New York., The criminal trial of Genaro García Luna, the highest Mexican official prosecuted in the United States, began yesterday with the selection of the jury and the last legal strategy maneuvers of the parties, in preparation for his presence in the Federal Court of Eastern District of this city the following week.
Upon completion of the selection of the 12 jurors and their alternates next Tuesday, the prosecutors and defense team are expected to make their initial presentations to the jury, before the judge, and with the defendant present, all of which could possibly occur. on January 17 or 18.
The parties have amassed more than a million pages of documents, thousands more of other classified materials – including visual ones – as well as hours of taped communications recordings, more components that will be offered in hundreds of exhibitions that will now be presented as evidence. during the trial.
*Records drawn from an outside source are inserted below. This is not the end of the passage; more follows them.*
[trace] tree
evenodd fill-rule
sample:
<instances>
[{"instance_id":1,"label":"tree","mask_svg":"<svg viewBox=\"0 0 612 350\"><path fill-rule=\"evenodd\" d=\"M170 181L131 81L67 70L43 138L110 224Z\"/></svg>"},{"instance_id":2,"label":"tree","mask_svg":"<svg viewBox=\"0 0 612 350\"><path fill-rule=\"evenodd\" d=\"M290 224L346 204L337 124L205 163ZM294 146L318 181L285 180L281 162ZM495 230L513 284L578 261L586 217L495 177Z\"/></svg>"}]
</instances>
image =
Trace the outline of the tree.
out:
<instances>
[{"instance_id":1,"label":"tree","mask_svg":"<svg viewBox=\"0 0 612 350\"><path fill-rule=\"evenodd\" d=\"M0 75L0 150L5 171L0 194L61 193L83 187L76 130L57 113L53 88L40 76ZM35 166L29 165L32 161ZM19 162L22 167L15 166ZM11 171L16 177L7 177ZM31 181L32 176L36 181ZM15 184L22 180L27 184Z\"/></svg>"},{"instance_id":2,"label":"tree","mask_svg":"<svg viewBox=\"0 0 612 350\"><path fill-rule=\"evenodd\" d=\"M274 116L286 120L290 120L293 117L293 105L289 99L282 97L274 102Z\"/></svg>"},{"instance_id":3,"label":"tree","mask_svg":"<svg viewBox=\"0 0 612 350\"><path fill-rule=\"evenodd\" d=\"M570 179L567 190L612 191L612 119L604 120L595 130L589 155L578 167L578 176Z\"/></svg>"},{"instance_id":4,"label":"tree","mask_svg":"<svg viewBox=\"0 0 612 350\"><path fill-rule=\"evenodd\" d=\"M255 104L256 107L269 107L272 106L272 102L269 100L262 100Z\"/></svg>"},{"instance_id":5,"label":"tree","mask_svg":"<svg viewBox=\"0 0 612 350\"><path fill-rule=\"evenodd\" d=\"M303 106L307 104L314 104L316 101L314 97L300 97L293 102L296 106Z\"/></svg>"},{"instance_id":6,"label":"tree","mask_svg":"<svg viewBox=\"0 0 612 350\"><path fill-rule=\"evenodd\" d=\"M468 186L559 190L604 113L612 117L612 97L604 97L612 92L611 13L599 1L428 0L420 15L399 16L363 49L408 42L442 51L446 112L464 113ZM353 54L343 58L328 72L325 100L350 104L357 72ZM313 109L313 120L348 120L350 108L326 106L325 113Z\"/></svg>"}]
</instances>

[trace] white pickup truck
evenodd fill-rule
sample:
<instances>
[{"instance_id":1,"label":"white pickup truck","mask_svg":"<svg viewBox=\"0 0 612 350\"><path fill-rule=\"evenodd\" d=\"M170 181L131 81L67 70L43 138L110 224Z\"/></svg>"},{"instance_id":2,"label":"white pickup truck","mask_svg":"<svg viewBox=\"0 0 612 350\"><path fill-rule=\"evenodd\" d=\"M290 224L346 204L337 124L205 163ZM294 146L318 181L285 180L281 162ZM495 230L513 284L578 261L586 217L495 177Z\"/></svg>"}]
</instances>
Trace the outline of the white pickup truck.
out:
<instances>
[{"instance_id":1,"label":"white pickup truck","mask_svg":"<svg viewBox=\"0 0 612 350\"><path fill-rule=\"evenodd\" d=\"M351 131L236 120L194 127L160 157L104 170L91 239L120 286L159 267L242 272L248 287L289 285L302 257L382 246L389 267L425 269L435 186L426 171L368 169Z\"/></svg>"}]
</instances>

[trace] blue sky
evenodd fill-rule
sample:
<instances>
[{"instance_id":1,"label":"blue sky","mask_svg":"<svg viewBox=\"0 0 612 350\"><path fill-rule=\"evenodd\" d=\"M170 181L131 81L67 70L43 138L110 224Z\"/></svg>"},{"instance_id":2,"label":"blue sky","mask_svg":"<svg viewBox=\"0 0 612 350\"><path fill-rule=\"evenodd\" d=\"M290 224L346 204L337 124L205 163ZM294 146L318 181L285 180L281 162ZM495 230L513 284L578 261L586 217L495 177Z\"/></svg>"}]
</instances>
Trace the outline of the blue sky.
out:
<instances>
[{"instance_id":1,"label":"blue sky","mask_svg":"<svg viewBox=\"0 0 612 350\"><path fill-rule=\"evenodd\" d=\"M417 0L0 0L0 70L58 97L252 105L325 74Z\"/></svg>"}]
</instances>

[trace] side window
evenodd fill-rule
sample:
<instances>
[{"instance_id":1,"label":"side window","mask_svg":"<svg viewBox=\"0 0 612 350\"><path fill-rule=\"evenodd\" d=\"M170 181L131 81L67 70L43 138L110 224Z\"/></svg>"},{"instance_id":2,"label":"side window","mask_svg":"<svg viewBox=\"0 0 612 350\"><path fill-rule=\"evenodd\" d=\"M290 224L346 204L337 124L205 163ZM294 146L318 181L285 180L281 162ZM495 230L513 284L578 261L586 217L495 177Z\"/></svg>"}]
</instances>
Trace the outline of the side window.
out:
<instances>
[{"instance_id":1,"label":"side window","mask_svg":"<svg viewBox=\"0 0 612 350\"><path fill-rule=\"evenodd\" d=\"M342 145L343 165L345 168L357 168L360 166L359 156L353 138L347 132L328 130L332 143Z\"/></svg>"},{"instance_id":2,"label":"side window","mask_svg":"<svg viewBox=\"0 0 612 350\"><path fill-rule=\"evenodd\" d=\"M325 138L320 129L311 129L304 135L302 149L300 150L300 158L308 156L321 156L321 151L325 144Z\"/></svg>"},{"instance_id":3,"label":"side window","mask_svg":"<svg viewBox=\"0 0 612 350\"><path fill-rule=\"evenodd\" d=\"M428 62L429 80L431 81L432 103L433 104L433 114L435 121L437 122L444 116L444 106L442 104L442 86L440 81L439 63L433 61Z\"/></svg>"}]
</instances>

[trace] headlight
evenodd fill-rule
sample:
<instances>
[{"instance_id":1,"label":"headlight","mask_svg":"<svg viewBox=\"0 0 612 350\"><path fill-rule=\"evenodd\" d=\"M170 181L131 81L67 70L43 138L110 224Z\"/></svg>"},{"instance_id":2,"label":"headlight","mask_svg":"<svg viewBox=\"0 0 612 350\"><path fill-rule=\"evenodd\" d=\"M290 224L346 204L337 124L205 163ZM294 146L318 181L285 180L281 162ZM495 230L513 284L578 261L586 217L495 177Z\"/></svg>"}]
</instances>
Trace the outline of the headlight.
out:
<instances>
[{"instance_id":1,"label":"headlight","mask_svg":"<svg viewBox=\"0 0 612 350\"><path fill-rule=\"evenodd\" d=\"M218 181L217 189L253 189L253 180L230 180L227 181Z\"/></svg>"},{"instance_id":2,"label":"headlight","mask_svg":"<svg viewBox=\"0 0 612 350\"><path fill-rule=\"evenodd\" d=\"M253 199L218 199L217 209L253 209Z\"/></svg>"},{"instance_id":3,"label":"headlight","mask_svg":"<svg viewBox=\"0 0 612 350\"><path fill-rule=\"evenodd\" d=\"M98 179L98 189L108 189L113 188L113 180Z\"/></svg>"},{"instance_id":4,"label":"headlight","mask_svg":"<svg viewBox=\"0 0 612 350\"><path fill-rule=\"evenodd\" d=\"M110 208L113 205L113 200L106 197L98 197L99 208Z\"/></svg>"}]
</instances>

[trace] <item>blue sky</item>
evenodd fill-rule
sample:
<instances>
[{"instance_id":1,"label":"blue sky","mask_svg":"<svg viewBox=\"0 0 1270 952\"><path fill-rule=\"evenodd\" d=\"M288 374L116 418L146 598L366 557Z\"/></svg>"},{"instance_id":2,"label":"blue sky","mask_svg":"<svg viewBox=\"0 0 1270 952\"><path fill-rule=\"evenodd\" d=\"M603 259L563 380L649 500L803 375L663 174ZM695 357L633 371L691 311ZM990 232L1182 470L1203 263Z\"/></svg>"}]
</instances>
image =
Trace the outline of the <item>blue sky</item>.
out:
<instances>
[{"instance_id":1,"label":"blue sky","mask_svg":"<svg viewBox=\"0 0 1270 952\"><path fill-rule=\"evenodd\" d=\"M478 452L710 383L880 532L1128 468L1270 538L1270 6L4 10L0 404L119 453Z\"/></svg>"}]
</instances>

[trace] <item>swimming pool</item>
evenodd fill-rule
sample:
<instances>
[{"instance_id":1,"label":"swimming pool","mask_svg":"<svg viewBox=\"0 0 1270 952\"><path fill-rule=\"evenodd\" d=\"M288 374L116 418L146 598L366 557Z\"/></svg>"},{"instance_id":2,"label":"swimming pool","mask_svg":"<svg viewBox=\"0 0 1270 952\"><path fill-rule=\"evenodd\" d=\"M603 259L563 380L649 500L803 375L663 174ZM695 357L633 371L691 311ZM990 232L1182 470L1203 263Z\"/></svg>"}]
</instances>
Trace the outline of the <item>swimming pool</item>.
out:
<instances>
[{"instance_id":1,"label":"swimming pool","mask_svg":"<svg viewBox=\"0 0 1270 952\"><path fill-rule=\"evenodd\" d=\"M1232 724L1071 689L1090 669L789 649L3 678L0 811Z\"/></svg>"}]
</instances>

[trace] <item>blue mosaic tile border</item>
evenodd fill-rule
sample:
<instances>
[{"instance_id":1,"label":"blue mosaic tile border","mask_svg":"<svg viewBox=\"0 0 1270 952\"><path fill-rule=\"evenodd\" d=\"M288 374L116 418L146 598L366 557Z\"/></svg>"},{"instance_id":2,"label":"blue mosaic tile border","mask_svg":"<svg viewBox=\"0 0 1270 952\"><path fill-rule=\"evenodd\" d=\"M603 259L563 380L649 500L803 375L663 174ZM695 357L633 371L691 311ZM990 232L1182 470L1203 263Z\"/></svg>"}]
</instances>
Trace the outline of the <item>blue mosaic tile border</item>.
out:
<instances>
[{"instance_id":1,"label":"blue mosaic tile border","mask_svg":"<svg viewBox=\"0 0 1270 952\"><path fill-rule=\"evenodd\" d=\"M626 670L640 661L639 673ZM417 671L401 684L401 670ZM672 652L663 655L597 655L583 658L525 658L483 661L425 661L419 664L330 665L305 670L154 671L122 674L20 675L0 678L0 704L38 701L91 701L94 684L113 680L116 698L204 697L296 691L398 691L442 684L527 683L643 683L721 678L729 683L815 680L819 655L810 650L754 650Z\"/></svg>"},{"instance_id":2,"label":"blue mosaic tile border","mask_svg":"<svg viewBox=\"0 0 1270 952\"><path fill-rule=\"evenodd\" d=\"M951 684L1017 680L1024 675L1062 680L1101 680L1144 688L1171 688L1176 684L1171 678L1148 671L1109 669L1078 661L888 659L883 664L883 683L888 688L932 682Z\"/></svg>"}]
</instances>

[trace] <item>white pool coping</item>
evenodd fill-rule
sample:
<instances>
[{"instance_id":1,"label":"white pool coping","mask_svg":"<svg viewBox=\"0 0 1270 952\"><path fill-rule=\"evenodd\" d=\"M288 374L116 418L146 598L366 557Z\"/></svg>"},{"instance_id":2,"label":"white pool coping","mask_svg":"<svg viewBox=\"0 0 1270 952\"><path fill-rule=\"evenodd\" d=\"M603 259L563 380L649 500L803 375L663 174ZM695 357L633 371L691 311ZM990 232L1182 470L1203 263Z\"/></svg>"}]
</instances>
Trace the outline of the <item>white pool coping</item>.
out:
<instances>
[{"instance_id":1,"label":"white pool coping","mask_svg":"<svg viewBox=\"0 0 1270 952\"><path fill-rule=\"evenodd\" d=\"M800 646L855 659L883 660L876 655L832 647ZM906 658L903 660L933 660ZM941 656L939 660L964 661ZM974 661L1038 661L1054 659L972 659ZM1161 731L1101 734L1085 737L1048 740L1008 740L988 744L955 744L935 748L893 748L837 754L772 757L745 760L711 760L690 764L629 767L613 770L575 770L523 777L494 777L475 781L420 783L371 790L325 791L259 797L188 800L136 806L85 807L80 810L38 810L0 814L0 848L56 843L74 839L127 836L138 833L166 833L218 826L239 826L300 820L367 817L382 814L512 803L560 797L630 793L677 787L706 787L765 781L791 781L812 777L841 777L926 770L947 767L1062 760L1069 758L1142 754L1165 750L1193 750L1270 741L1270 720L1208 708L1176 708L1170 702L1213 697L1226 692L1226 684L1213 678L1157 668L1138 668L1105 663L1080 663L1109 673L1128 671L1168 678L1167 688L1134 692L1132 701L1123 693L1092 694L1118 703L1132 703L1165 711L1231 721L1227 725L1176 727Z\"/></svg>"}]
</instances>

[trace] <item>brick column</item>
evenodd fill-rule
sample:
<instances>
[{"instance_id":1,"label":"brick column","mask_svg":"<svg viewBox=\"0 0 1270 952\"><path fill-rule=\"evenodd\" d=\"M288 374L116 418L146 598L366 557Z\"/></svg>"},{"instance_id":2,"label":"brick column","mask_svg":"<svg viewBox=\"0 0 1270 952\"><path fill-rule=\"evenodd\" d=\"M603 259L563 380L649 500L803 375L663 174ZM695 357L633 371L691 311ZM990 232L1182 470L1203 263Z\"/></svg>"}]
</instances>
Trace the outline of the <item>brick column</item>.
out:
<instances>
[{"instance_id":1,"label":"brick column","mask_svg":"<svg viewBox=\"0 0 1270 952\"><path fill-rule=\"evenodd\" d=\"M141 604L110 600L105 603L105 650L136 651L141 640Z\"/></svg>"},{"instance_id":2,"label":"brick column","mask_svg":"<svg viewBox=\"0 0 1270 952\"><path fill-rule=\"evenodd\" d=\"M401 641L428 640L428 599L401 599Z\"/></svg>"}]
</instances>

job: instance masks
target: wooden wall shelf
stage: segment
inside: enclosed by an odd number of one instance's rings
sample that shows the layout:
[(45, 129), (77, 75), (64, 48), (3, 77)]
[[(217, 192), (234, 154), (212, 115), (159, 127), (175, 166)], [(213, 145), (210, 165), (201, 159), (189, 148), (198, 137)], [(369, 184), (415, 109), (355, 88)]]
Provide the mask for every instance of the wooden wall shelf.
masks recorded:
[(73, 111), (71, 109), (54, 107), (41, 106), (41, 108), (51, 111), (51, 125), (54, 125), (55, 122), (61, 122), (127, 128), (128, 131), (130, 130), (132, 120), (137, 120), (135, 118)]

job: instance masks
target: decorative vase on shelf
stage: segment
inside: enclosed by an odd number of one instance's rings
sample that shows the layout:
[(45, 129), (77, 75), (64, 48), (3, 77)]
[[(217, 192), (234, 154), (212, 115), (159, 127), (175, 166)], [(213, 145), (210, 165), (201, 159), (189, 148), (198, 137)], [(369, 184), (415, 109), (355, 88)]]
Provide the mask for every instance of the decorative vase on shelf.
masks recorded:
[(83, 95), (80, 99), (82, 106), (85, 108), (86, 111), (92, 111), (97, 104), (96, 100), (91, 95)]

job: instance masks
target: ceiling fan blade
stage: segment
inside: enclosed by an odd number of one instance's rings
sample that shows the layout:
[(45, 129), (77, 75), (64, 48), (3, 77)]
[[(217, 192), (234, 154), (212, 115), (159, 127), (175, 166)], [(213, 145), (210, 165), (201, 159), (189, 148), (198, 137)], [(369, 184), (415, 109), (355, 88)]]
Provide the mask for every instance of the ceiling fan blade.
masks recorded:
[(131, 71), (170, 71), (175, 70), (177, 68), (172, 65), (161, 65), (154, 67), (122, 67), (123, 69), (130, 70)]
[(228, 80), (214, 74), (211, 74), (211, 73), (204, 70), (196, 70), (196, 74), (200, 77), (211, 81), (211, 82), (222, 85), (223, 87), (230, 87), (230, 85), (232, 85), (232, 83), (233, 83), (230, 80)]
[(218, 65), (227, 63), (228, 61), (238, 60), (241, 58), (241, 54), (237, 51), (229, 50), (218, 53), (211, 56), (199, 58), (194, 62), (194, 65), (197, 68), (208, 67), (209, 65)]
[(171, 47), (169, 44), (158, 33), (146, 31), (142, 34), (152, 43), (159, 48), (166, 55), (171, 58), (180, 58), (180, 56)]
But the greatest suspense and drama of this trial will be offered by the witnesses that both sides will present to give their testimonies and undergo cross-examination by the defense and prosecutors, although their identities will only be formally disclosed shortly before they are summoned to sit in court. bench in court. They are known to have included, prosecutors reported, several “high-ranking former members of the Sinaloa cartel,” among others.
The disclosure of evidence by the prosecution has been accelerated as the start of this trial approaches, as has the maneuvering of both parties regarding the handling of the evidence.
This Monday, the defense lawyers – headed by César de Castro and Florian Miedel – sent a request to federal judge Brian Cogan, who is presiding over this trial, in which they ask to order prosecutors not to introduce evidence about the activities carried out by García Luna after leave public service in 2012 and become a private citizen living in the United States.
They asserted that his financial assets “were obtained through income from private businesses,” and that prosecutors have not established a link in all the evidence between the alleged bribes he is accused of and his accumulation of wealth from his post-2012 activities. , adding that without a link between the two, their income and other wealth acquired after that year “is irrelevant evidence” in this lawsuit.
The defense claims that prosecutors have valid evidence to show that García Luna’s assets in Florida are somehow linked to the alleged bribery of drug cartels, of which he is accused.
Therefore, allowing prosecutors to show the jury through witness statements or photos of his assets – including his luxury residences and offices in this country – without evidence to associate those acquisitions with the illegal activities for which he is prosecuted, will offer an unfounded image to the jury.
In fact, they point out that García Luna’s assets and income were very limited when he arrived in Miami at the end of 2012, where “he had no wealth to speak of and could not have a luxurious lifestyle.” They point out that his business associates are the ones who offered him a large house with a dock and a boat for his use, but that they did not own it, and that it was only through his consulting and security services business that he started to accumulate wealth. His main client was the Mexican government.
Multi-million dollar bribes dating back to 2001
The charges against García Luna by the United States Department of Justice indicate that he participated in a drug trafficking conspiracy that began in 2001, by accepting multimillion-dollar bribes from the Sinaloa cartel when he was head of the Federal Investigation Agency (AFI), later as Secretary of Public Safety and that his illegal activity continued until his arrest in Dallas, Texas, in 2019.
With this request, the defense seeks to dismiss charges related to activities once García Luna stopped working in the federal administration.
The Mexican government, through the Financial Intelligence Unit of the Ministry of Finance, has a legal case in Florida against García Luna, with which it seeks to recover at least 250 million dollars that were stolen by the former Secretary of Public Safety and laundering the funds, partly in Florida, Barbados and other places. According to the defense lawyers, for the Mexican government that case is not related to the one in New York.
On the other hand, Judge Cogan’s response to the prosecutors’ request filed at the end of December that the defense be prevented from presenting statements by the defendant when he was first arrested by DEA agents in Dallas in December 2019 is still awaited. , that all praise for the defendant by US officials and politicians during his tenure as a public official be excluded, and that no reference be made to the case dismissed against another high-ranking Mexican official, General Salvador Cienfuegos Zepeda.
In this trial, García Luna faces five charges, four of them related to the alleged conspiracy in which he provided assistance to the Sinaloa cartel in exchange for multimillion-dollar bribes, and the fifth for making false statements before US authorities. The trial – if there are no surprises, which includes a negotiation with the defendant – could last two months, according to estimates by prosecutors.